Aviação Civil

Relicitação: o caminho para a devolução de ativos concedidos
2 de setembro de 2021 | Por Barufi Consultoria

Já está em andamento a consulta pública ao edital de relicitação do Aeroporto de Viracopos, em Campinas. O processo vai definir um novo concessionário para o terminal, após a Aeroportos Brasil – Viracopos S.A, que  fazia a gestão do ativo desde 2012, comunicar sua desistência de prosseguir no negócio.

A relicitação permite que um concessionário, diante de dificuldades de cumprir com os compromissos contratuais, devolva um ativo público ao Estado para que este realize uma nova licitação para o serviço. Confira como funciona este processo.

 

O que é a relicitação

Na prática, a relicitação é a devolução, de forma voluntária, amigável e consensual, de um ativo por parte da concessionária responsável pela sua gestão. O processo permite a realização de um novo leilão e a assinatura de um novo contrato com outra empresa.

Este procedimento está previsto na Lei 13.448, de 2017, posteriormente regulamentada pelo decreto presidencial 9.957, de 2019.  o dispositivo permite ao poder público fazer a relicitação de concessões nos setores rodoviário, ferroviário e aeroportuário. O processo extingue o contrato celebrado anteriormente e abre caminho para um novo processo licitatório.

Quando recorre à relicitação a concessionária que opera um ativo admite que não tem mais condições de cumprir com as obrigações determinadas em contrato. Esta manifestação precisa ser embasada em uma série de documentos que comprovem esta incapacidade.

 

Como inicia a relicitação

O primeiro passo é a empresa formalizar seu desejo de aderir à relicitação de forma irrevogável. O pedido deve estar embasado em justificativas técnicas. No caso de Viracopos, esta  formalização ocorreu em março de 2020. É preciso apresentar todas as demonstrações relativas aos investimentos, financiamentos e contratos que envolvem o empreendimento.

O processo precisa ser analisado e autorizado pelos órgãos de regulação e controle do setor. No caso de Viracopos, por exemplo, a Agência Nacional de Aviação Civil (Anac) aprovou os editais da relicitação. O processo depende também da aprovação do Tribunal de Contas da União.

 

 

Tramitação

A empresa que recorre à relicitação assume o compromisso de manter a prestação dos serviços até a definição de um novo concessionário para aquele ativo, além de ficar impedida de participar de novas licitações que envolvam o serviço que está devolvendo.
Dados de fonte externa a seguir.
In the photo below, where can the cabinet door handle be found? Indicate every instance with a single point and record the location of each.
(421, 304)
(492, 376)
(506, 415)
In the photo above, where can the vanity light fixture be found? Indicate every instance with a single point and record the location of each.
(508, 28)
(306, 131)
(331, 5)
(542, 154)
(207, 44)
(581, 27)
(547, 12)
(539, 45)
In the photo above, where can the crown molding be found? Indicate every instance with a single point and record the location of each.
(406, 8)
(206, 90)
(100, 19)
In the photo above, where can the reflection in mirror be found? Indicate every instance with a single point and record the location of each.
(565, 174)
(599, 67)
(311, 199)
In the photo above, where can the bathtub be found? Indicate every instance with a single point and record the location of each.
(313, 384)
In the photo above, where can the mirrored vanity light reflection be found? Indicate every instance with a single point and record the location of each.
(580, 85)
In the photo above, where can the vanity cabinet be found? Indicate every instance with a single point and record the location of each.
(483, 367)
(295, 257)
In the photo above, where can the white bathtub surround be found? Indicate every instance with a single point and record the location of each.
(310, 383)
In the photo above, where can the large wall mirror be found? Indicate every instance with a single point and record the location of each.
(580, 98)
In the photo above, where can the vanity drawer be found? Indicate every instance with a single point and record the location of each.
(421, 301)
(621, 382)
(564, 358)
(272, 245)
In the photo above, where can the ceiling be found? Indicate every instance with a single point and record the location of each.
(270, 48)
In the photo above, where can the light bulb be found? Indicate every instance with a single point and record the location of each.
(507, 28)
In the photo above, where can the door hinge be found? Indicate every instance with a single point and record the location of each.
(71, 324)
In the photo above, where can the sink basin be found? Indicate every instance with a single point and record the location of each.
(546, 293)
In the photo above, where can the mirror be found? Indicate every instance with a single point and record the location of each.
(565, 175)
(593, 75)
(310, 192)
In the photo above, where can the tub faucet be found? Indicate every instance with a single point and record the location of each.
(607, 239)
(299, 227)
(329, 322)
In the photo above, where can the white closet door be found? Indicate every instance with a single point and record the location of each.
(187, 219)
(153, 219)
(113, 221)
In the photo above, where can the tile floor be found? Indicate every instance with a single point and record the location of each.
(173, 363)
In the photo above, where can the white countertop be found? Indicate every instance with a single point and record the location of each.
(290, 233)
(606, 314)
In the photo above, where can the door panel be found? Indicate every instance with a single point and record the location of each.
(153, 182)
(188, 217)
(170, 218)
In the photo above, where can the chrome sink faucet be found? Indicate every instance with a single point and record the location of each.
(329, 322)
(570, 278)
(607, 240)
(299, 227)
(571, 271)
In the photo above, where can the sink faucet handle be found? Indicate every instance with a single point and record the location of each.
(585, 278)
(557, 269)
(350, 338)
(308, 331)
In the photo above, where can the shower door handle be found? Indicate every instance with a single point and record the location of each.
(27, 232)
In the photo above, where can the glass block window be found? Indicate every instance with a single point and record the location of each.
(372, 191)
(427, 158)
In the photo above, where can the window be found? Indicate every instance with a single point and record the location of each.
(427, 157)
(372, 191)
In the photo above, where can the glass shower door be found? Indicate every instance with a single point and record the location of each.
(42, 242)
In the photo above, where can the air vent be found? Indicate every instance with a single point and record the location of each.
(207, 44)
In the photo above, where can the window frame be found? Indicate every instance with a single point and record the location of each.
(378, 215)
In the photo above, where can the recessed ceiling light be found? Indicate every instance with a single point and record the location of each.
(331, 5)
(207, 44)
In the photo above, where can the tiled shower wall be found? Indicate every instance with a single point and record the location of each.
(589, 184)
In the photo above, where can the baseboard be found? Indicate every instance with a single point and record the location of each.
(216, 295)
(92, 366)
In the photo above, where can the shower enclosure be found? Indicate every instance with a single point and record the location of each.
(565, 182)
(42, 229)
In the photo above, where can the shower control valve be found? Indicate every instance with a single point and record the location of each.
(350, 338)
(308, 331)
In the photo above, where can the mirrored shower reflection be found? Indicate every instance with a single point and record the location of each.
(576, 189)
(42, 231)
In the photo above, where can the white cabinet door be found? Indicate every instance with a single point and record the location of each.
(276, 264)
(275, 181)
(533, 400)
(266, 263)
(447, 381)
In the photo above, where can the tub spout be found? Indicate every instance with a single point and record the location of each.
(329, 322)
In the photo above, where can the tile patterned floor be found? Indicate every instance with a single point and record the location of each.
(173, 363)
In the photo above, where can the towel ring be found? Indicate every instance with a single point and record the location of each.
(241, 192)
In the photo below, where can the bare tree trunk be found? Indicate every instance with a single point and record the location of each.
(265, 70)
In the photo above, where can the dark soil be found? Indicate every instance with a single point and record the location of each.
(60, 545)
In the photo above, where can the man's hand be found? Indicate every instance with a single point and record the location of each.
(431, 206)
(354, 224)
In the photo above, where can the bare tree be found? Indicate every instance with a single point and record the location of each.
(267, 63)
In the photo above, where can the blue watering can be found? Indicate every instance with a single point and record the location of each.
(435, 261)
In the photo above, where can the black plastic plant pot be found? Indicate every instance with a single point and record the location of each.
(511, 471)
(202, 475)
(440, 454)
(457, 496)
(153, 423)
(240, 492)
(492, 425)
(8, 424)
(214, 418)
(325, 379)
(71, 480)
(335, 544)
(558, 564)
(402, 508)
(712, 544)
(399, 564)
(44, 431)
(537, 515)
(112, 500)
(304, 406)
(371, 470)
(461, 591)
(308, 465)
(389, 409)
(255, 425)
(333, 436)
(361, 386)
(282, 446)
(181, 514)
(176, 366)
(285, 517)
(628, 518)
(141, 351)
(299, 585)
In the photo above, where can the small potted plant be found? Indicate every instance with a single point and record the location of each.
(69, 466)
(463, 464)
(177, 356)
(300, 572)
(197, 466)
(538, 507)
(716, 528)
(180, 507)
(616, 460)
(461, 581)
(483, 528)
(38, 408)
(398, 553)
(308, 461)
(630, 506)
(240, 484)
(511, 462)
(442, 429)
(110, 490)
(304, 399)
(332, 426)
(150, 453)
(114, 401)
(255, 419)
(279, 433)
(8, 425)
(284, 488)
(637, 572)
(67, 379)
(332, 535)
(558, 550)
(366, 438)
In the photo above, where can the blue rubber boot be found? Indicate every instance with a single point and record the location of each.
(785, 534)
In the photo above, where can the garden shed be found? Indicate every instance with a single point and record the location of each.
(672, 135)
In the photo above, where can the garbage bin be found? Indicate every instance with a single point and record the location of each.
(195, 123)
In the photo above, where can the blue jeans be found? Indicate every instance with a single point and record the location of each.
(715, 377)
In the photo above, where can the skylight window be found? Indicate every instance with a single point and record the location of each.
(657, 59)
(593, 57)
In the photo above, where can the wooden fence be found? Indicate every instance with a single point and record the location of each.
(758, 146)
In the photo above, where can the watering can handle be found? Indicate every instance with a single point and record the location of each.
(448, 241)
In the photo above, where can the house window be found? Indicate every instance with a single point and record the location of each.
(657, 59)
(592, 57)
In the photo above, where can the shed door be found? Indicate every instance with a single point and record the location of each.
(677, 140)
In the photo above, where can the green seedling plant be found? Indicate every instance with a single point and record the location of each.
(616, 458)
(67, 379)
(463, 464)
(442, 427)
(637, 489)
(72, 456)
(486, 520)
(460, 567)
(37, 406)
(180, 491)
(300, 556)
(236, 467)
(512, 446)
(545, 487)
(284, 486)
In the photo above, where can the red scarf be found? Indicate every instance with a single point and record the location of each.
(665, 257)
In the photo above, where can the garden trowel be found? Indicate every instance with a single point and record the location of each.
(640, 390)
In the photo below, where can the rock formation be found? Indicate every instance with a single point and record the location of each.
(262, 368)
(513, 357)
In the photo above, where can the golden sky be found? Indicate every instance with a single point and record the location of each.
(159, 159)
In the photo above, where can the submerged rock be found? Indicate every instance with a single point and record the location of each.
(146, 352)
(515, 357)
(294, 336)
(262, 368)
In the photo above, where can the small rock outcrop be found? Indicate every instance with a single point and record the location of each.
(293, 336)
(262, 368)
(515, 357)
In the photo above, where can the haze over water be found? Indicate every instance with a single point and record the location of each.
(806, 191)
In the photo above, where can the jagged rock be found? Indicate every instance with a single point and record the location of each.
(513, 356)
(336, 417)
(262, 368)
A relicitação também garante à empresa uma indenização pelos investimentos já realizados. Este pagamento é feito pela nova concessionária. Do valor, porém, são descontadas eventuais multas e dívidas do desistente, garantido, assim, ressarcimento à administração pública.

Ou seja, para a empresa que se encontra em dificuldades para atender ao previsto no contrato, a relicitação pode ser uma alternativa vantajosa. É uma forma de evitar prejuízos maiores tanto do ponto de vista financeiro quanto legal.

Outra forma de extinção do contrato é a caducidade, determinada pelo poder público concedente quando a concessionária não cumpre suas obrigações. Neste caso há penalidades maiores, incluindo a inabilitação da empresa para qualquer outro processo licitatório.

No caso do Aeroporto de Viracopos, a expectativa do Ministério da Infraestrutura é realizar o novo leilão já no primeiro semestre de 2022. O novo edital prevê investimentos de R$ 4,2 bilhões no terminal.